Caywood agreed with Moreland things were not perfect but added, “We’re getting there.”
“When you have people who spend endless hours and do not get paid for it, they have to care or they wouldn’t be doing it,” Caywood said.
n Commissioners also passed a resolution proposed by Commission Vice Chairman J. Adam Lowe requesting assistance from state and federal leaders to work with the U.S. Forest Service to “maintain the local parks and keep them open to the public” as well as unblocking access to campsites within Cherokee National Forest.
The document comes from Lowe’s discovery of park closures when friends of his went to the Tumbling Creek campground area during spring break and found access blocked and facilities removed.
A similar resolution has been passed by the Polk County Commission.
Commissioners also recognized Bradley County Finance Director Lynn Burns for having been awarded by the Government Finance Officers Association with their Distinguished Budget Presentation Award.

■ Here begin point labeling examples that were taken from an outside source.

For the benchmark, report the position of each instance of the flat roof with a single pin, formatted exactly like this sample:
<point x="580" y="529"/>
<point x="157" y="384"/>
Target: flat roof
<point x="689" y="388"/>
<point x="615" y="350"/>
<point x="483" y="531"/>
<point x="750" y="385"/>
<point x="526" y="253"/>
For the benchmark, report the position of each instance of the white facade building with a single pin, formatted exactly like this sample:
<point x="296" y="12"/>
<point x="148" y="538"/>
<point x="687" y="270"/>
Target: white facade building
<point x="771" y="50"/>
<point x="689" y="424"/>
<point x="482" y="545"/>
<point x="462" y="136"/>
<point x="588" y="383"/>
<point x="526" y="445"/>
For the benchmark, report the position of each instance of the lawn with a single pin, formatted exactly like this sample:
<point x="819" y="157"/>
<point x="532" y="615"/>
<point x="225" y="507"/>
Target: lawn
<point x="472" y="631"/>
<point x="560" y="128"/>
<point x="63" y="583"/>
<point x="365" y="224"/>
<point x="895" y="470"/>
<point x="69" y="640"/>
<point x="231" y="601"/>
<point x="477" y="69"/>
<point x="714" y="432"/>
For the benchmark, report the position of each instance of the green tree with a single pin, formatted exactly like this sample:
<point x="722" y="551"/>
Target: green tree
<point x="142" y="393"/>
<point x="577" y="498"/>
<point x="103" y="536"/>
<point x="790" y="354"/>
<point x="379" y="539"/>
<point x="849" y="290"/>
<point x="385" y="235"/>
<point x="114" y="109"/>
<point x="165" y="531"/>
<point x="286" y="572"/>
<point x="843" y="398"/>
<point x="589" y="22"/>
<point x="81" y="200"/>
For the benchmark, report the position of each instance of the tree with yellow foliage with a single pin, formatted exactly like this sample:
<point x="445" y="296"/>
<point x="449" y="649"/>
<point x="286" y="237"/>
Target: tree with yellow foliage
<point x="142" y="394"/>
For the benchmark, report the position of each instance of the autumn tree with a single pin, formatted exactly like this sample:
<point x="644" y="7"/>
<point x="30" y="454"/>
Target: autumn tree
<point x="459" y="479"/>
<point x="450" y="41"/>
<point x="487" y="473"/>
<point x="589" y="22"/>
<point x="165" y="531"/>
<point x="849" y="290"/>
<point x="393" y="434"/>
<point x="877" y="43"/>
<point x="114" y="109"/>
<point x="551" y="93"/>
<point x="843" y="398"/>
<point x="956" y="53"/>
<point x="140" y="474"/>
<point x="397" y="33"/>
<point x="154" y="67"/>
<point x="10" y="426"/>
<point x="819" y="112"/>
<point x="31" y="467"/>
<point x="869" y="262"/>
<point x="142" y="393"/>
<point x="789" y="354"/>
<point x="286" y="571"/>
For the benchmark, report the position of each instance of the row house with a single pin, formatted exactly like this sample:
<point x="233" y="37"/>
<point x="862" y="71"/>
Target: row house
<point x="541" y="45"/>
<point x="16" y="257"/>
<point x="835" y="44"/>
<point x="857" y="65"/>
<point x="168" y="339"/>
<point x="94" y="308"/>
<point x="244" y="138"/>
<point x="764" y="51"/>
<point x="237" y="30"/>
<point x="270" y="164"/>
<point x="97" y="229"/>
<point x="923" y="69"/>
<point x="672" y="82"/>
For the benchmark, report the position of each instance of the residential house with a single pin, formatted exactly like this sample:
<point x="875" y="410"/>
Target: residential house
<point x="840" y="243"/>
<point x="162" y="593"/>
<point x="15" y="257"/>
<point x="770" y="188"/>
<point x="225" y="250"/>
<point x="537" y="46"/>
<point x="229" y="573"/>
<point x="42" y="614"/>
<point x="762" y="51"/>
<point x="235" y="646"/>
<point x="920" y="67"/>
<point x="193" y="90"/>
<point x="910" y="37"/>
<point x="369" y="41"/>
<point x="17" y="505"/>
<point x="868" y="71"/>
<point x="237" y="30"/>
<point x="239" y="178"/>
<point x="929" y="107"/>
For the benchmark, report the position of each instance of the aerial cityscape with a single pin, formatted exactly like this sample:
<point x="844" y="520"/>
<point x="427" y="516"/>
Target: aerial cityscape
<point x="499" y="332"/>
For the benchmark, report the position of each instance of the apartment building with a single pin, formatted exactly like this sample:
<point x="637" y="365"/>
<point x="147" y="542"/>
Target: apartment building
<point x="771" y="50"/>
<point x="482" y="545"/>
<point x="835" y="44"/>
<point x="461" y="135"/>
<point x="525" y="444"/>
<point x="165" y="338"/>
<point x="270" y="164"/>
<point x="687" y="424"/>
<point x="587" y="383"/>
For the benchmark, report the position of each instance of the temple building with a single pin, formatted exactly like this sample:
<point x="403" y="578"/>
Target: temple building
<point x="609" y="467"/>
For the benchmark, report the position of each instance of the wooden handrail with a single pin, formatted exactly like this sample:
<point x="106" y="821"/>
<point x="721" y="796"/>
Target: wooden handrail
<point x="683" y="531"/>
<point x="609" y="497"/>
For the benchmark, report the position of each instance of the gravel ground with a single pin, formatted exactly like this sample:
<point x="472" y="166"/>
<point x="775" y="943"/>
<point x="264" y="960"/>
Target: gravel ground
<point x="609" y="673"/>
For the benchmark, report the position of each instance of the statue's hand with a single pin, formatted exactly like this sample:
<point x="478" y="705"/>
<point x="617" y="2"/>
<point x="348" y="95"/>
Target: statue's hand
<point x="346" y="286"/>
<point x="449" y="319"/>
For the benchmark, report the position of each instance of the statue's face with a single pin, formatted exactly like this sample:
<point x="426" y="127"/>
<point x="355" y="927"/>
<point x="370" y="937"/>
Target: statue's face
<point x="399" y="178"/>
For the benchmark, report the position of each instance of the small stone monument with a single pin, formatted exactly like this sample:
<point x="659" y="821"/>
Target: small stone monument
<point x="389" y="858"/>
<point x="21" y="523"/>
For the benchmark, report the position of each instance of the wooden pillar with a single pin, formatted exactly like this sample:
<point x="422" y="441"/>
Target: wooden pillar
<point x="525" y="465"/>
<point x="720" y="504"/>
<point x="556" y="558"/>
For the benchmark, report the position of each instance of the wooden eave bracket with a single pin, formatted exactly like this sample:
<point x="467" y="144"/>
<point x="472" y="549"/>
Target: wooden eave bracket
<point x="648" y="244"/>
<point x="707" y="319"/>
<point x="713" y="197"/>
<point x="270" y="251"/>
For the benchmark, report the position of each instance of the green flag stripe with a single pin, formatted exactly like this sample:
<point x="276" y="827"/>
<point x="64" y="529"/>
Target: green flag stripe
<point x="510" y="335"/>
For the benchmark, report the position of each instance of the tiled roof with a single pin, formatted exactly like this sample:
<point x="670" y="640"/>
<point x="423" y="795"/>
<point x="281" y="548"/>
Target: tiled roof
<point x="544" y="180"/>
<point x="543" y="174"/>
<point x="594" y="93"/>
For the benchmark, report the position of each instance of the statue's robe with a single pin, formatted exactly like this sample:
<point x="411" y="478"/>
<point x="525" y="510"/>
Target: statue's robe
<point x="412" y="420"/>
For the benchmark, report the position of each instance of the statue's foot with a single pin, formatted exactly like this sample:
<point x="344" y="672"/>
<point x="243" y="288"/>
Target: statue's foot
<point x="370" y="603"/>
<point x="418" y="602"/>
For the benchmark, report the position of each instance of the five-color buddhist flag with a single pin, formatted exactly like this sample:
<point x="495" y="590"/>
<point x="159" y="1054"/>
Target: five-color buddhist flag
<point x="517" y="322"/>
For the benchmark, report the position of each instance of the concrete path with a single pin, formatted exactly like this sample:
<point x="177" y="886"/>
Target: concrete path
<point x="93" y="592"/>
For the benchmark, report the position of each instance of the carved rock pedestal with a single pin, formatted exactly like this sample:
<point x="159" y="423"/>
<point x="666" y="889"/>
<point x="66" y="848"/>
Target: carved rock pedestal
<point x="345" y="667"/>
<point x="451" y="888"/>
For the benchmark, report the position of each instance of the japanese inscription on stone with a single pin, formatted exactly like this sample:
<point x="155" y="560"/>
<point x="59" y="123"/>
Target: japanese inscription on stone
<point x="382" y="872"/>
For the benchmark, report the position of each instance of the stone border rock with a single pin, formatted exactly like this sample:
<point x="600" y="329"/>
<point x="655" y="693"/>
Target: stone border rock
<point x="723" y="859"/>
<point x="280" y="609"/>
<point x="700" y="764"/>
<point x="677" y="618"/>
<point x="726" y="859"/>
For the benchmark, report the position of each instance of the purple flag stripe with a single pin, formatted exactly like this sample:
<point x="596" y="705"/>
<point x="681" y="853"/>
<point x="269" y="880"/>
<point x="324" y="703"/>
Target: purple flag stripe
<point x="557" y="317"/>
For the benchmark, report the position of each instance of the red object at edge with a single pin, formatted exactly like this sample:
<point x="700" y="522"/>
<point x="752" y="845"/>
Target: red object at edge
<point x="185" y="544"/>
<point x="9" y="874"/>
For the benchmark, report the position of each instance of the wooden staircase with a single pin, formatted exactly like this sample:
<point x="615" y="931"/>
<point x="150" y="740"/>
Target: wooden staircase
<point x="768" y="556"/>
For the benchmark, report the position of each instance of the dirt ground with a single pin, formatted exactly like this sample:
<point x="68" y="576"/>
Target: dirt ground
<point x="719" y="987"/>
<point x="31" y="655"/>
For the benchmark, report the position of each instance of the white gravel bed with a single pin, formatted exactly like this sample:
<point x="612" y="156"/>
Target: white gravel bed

“You hear this every year and get accustomed to this, but a lot of work goes into our budget which, in my opinion, separates our budgets with those of other counties,” said Bradley County Mayor D. Gary Davis.
“If you looked back at older budgets that were done before we had Lynn Burns doing our budgets, you will see the work. The numbers were always right, but the additional things that are done to get this recognition is a lot more work,” he said.
He said this year’s award is the sixth consecutive win by Burns.
She received plaques and a round of applause from the commissioners and the audience.